Who else has gained power from our silence?

That question haunts me now. I’d like to think there are infinitely more good men than predatory scourges, but numbers alone can’t change long-established customs. There must be a proactive effort to dismantle such evil, but before that, there must be a recognition that good men fail women, too, with their passivity and conflict avoidance. When women call out the sexism and misogyny, when they detail the abuses, good men search for absolution more than they scrutinize the environment they maintain.

And it’s the selfish, thoughtless reaction — “I can’t believe this! I’m not like this!” and “What can we do to help?” and “We need to be better (specifics sold separately)!” — that ruins any opportunities for honest conversation and real change.

I remember hearing my first inappropriate locker room conversation. I was in middle school, and we were showering and getting dressed after a track meet. The biggest star on our team started making claims about what he had done recently in a bathroom with the prettiest girl in school. He was foul. I was upset because the girl was a friend. I said nothing. I did nothing. As I left, he was talking foul about another girl.

I remember, in high school gym class, that another kid would flaunt what he claimed to be his girlfriend’s underwear. He was skinny, handsome, a real playa. Sometimes he put on the underwear and wore them to the next class. The locker room erupted with laughter. I thought he was weird, and worse, I knew his antics would diminish the respect most of those guys had for his girlfriend. I said nothing. I did nothing.

I wonder often about what men those boys became. I wonder more about what kind of man I could have become if I had the nerve to call them out 30 years ago. I wonder, if there was a formal application detailing the nuances of being a good man, whether I would qualify.

“It seems like, in sports, they never grow up,” said Molly Yanity, a longtime friend and former sportswriter who is now a Quinnipiac University professor. “First, we just say that boys will be boys.

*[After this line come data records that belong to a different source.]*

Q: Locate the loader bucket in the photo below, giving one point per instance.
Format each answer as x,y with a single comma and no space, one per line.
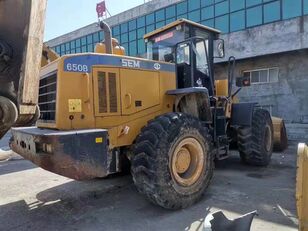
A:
22,25
280,134
302,187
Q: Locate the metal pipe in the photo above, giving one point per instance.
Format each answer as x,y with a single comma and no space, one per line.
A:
108,38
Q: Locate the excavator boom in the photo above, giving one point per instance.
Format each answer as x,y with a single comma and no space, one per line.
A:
22,25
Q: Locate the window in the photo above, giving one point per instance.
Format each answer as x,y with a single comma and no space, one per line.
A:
237,20
133,48
182,16
221,8
124,28
89,39
170,20
101,36
132,35
124,38
90,48
73,44
96,37
170,12
150,18
194,16
207,13
160,24
272,12
222,23
141,22
209,23
150,28
141,46
84,49
254,16
67,46
253,2
181,8
268,108
132,25
305,6
206,2
237,5
116,30
140,32
267,75
83,41
193,5
291,8
160,15
78,42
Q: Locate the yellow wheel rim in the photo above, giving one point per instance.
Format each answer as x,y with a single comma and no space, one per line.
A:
187,162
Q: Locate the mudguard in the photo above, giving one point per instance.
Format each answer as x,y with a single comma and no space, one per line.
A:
302,187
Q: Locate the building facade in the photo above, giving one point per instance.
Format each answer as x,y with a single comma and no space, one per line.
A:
269,38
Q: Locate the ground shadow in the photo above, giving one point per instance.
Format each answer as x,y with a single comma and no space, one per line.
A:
94,206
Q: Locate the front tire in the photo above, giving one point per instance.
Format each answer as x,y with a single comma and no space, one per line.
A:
255,143
173,160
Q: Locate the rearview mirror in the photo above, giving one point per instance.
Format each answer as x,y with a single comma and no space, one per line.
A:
219,48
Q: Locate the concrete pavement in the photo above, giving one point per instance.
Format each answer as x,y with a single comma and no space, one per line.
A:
34,199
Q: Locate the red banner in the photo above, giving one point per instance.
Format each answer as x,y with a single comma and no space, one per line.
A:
101,9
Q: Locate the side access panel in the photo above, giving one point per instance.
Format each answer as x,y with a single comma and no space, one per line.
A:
106,88
241,114
139,90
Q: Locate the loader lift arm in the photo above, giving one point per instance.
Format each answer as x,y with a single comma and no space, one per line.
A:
22,25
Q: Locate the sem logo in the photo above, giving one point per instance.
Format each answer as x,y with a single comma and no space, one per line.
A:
157,66
130,63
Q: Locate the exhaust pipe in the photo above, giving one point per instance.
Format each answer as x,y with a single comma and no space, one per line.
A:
108,40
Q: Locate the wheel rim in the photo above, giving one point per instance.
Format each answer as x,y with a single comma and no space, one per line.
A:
268,138
187,162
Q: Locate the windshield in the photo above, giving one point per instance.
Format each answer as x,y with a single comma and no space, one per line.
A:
162,47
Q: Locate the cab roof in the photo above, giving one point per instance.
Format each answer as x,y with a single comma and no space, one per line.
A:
180,22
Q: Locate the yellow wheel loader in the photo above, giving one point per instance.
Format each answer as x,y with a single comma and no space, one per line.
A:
165,114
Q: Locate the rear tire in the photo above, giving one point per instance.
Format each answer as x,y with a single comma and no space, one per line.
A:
173,160
255,143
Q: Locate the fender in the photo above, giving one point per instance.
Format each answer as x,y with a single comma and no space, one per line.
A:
242,114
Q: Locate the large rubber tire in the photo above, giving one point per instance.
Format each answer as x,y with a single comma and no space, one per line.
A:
153,153
255,143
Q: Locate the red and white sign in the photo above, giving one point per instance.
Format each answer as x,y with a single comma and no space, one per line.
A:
164,37
101,9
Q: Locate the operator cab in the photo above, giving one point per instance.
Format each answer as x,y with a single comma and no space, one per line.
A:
191,47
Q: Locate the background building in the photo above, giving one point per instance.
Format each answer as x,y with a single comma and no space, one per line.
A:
269,38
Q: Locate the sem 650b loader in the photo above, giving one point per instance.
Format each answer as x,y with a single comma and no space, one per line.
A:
165,114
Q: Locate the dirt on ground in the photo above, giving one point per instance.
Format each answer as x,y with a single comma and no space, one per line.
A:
34,199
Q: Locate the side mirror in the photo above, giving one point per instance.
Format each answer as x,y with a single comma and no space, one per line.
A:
219,48
243,81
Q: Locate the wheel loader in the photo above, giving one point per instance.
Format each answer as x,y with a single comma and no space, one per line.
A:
166,115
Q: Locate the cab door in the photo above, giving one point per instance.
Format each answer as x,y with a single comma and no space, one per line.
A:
140,89
106,88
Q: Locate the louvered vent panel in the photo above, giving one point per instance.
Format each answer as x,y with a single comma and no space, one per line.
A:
113,100
102,93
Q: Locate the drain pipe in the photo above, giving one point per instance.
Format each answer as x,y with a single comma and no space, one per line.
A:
108,40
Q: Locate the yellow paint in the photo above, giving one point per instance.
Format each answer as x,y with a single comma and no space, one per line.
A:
146,86
99,140
221,87
302,187
74,105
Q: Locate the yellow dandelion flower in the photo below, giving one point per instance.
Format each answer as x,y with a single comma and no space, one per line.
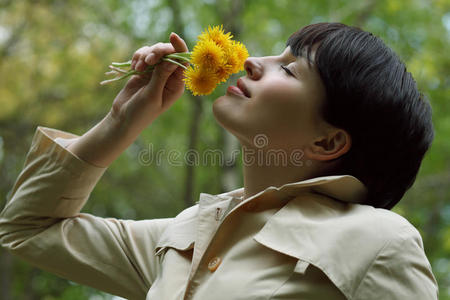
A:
241,53
200,81
207,54
217,35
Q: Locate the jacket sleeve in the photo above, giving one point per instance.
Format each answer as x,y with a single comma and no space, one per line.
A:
42,224
401,271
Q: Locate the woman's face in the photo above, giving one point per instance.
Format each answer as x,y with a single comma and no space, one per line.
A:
280,97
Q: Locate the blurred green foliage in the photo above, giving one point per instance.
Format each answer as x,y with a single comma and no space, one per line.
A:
53,54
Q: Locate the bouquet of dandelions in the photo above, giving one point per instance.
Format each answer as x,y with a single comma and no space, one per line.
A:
214,58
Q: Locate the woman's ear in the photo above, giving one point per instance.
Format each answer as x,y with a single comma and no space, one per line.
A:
336,143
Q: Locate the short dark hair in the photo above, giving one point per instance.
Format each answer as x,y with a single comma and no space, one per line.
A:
371,95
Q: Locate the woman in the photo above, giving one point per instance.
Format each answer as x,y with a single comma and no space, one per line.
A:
318,228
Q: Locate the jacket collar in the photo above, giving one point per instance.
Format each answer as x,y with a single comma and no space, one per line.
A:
313,226
343,188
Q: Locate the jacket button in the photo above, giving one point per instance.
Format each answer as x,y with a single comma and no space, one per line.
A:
214,263
251,206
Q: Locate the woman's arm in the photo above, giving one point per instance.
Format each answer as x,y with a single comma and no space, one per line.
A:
138,104
41,221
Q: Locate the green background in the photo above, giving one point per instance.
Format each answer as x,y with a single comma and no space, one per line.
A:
53,55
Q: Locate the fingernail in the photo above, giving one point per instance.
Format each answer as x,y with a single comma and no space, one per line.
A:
151,58
139,65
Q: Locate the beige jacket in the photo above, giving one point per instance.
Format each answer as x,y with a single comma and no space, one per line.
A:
304,240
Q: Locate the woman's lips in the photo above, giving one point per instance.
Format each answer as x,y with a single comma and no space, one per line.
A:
240,89
241,85
235,90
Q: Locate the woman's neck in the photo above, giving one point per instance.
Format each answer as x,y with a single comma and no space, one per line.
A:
258,175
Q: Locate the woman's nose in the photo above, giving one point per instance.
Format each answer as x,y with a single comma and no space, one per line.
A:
253,68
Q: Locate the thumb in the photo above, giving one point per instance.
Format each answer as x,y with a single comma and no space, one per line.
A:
159,78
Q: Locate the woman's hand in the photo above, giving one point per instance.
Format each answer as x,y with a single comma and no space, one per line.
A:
146,96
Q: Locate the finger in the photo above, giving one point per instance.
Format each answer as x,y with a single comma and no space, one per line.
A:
152,55
159,50
178,43
159,78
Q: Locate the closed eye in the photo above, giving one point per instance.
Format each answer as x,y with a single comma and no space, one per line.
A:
287,71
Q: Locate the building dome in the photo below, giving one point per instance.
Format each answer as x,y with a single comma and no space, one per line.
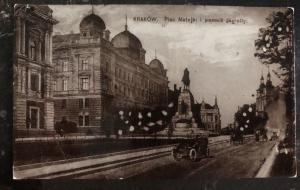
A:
126,39
156,65
92,24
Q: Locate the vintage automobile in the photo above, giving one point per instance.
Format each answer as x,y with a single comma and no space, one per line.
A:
191,149
236,137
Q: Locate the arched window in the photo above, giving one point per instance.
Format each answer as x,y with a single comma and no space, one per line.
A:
32,50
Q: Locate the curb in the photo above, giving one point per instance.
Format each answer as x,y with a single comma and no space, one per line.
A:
266,167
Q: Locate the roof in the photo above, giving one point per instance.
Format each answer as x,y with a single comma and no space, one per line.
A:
206,105
92,21
156,65
126,39
65,39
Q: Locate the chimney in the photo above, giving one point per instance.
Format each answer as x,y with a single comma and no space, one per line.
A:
106,35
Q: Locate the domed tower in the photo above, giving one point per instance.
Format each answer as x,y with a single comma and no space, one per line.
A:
128,44
91,26
157,66
269,84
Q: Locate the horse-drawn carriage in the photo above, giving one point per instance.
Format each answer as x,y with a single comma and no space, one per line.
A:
191,148
236,137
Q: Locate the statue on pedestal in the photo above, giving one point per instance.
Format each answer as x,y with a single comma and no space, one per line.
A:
186,79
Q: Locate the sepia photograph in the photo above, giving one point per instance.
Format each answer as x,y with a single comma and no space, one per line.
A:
153,92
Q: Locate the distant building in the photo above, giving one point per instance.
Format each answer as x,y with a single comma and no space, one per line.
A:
210,116
95,76
266,93
33,103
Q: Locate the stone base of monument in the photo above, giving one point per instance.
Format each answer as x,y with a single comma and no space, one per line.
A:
184,129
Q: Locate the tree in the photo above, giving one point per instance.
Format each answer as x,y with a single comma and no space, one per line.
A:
275,46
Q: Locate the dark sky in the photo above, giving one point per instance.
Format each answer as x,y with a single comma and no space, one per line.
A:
219,56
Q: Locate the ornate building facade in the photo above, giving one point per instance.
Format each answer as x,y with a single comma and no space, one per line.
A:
96,75
266,93
33,103
210,116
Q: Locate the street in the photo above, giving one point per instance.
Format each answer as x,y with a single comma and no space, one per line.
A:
231,161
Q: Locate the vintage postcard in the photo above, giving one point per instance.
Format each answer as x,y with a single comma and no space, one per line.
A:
153,92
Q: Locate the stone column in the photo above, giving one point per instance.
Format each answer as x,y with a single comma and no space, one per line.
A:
50,48
47,47
23,36
39,51
18,35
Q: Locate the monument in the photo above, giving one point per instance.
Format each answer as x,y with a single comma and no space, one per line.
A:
183,122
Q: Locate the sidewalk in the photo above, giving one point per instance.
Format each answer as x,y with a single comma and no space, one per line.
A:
265,169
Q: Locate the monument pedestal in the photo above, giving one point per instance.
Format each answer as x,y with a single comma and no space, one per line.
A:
183,123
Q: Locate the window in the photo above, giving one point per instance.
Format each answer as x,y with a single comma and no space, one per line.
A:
34,82
80,103
84,120
32,51
107,67
65,85
64,104
65,66
86,103
84,83
80,118
84,65
83,103
54,85
34,118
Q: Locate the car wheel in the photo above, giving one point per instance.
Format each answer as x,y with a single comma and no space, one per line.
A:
176,156
193,154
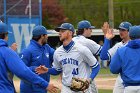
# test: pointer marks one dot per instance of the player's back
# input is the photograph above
(130, 62)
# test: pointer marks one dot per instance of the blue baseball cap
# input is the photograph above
(39, 30)
(3, 28)
(85, 24)
(125, 26)
(65, 26)
(134, 31)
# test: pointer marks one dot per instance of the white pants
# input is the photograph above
(92, 89)
(132, 89)
(119, 87)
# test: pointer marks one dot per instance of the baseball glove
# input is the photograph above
(79, 84)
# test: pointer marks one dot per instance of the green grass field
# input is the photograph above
(104, 73)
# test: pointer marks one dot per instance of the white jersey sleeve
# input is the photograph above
(93, 46)
(88, 57)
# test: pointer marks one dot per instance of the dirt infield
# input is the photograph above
(102, 83)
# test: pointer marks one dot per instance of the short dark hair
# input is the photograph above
(3, 35)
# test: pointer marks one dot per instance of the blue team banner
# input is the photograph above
(21, 30)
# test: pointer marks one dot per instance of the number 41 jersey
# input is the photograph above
(76, 61)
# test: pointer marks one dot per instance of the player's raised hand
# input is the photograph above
(109, 35)
(105, 27)
(14, 46)
(41, 69)
(52, 89)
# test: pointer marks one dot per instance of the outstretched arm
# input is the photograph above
(104, 55)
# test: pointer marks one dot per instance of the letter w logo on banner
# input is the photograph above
(21, 30)
(22, 34)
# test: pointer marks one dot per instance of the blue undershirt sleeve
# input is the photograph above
(104, 51)
(95, 71)
(53, 71)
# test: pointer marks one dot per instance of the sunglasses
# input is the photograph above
(122, 30)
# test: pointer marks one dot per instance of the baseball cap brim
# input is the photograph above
(92, 27)
(122, 28)
(59, 28)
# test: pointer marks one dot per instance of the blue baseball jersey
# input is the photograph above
(107, 53)
(74, 61)
(93, 46)
(10, 64)
(33, 56)
(126, 61)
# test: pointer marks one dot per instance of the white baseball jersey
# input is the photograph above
(93, 46)
(76, 62)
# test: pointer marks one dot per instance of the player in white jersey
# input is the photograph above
(84, 30)
(107, 54)
(73, 59)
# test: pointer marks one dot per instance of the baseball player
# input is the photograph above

Then they’re just old men that you have to excuse because they’re from an older generation. So the easiest way for women to exist in sports is just to assimilate and wait and hope for change. But the question is always the same: When?”

It’s not a question for the athletic gods, and the answer is not to think women can transcend misguided masculinity all by themselves, that they can succeed their way out of being marginalized. The shocking cases of misbehavior and the temporary concern will resurface, until our vision of manhood becomes both broader and more demanding.

“When” is a male responsibility. “When” is our moral obligation. “When” is our shame, and we should carry it as such, a heavy and burdensome disgrace that demands the strength of all to unload.